HC Deb 16 November 1888 vol 330 cc1394-5
MR. SYDNEY BUXTON (Tower Hamlets, Poplar)

asked, Whether the Home Secretary had yet received any further information from Mr. Lushington, one of the Metropolitan police magistrates, on the subject of the recent dispersal of a meeting on Clerkenwell Green?

THE SECRETARY OF STATE (Mr. MATTHEWS) (Birmingham, E.)

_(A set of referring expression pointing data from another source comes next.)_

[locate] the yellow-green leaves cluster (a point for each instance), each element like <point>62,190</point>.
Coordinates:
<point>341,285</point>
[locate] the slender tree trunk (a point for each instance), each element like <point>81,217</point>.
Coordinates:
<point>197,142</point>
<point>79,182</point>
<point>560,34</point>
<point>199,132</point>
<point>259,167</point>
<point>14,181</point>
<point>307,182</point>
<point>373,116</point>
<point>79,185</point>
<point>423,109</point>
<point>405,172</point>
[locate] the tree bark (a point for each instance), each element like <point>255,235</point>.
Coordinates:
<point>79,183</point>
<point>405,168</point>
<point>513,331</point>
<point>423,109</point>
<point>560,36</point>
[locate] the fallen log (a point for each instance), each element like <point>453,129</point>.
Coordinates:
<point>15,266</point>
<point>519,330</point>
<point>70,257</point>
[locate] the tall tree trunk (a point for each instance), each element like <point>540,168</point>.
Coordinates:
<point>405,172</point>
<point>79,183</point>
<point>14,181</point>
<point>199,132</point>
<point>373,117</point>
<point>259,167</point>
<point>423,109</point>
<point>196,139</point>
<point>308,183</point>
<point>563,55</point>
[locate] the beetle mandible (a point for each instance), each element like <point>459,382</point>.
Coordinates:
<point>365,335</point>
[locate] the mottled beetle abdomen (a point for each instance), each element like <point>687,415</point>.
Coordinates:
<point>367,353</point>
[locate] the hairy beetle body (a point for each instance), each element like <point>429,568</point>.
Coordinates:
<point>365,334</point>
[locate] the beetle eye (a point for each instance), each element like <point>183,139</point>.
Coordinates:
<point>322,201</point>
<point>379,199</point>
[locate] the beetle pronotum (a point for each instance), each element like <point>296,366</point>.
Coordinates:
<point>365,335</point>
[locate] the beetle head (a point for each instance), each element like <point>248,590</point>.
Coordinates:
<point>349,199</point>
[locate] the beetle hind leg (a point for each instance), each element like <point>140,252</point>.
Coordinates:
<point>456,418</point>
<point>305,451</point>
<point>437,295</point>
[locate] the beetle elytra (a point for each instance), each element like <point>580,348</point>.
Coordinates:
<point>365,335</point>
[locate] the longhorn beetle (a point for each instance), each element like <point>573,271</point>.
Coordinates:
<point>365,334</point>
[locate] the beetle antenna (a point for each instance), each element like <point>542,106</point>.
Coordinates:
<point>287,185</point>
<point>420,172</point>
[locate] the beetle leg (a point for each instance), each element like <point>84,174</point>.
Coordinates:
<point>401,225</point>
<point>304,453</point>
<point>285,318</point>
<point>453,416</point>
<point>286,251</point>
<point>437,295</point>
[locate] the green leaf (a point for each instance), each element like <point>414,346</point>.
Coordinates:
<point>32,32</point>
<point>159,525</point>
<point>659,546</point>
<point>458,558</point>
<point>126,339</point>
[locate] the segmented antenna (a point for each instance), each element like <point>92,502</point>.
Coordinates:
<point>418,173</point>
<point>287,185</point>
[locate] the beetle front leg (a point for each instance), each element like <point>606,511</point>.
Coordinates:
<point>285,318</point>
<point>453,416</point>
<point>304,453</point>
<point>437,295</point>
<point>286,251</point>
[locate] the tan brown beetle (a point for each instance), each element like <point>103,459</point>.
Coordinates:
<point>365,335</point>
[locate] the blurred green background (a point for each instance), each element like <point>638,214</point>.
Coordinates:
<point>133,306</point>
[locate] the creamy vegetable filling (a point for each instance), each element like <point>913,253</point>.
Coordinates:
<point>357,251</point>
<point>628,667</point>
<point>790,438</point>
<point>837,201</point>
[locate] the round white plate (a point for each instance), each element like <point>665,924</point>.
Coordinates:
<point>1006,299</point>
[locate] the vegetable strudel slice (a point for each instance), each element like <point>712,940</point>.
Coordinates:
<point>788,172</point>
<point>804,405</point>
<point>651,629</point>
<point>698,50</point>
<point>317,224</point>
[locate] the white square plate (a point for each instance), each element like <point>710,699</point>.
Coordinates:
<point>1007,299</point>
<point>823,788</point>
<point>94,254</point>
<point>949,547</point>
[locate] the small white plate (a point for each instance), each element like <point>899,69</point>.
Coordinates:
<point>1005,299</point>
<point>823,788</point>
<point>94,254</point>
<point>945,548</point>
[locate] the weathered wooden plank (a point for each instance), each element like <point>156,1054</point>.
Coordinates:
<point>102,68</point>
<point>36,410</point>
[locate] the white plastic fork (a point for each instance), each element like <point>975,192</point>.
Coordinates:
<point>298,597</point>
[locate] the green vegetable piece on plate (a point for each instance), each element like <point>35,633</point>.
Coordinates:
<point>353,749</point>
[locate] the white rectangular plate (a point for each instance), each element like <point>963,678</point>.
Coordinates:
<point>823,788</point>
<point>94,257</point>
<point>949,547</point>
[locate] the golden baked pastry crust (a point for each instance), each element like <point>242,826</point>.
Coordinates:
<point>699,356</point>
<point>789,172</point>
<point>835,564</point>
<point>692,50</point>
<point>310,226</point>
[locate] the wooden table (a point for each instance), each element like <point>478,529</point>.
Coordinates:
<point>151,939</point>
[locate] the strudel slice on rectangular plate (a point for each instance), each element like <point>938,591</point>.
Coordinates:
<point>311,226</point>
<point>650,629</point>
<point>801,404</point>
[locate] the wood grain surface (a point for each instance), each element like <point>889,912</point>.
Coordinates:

, in reply, said, he had received a Report from Mr. Lushington stating that there was no evidence at all before him of there having been any attempt on the part of the police to disperse the people at the Clerkenwell meeting. He could not fix the precise spot in Farringdon Street where the people first began to interfere with a post-office van, threatening the driver, and finally attempting to overturn the vehicle. A man seized the reins, and a policeman having come to the assistance of the driver, the man assaulted the policeman. A cry was raised that the mounted police were riding down the people, and some stones were thrown by the crowd. The witnesses cited for the defence had proved nothing like a dispersal of the crowd by the police. What one of the witnesses had alleged was that the police had "broken the crowd into small knots."

MR. SYDNEY BUXTON

Do I understand the assertion to be that there was no attempt to disperse the meeting at Clerkenwell?

MR. MATTHEWS

Yes; that is the distinct effect of the letter.

MR. CUNNINGHAME GRAHAM (Lanark, N.W.)

Are there not two instances of dispersal—the one at the meeting at Clerkenwell Green and the other in connection with the post-office van?

MR. BRADLAUGH (Northampton)

Has the right hon. Gentleman asked the officer in charge of the police to make a Report on the subject?

MR. MATTHEWS

On two occasions I have communicated to the House the substance of Reports from the police.

MR. CUNNINGHAME GRAHAM

Will the right hon. Gentleman answer my Question about Mr. Lushington's remark, made for some purpose I suppose, that "The police had done no more than their duty?"

MR. MATTHEWS

I did not read that part of the letter— I said that if the mounted police had prevented an accumulation of the crowd at a disorderly point, they did no more than their duty. I did not say that they had been breaking up the crowd into small knots in the sense used in the House of Commons.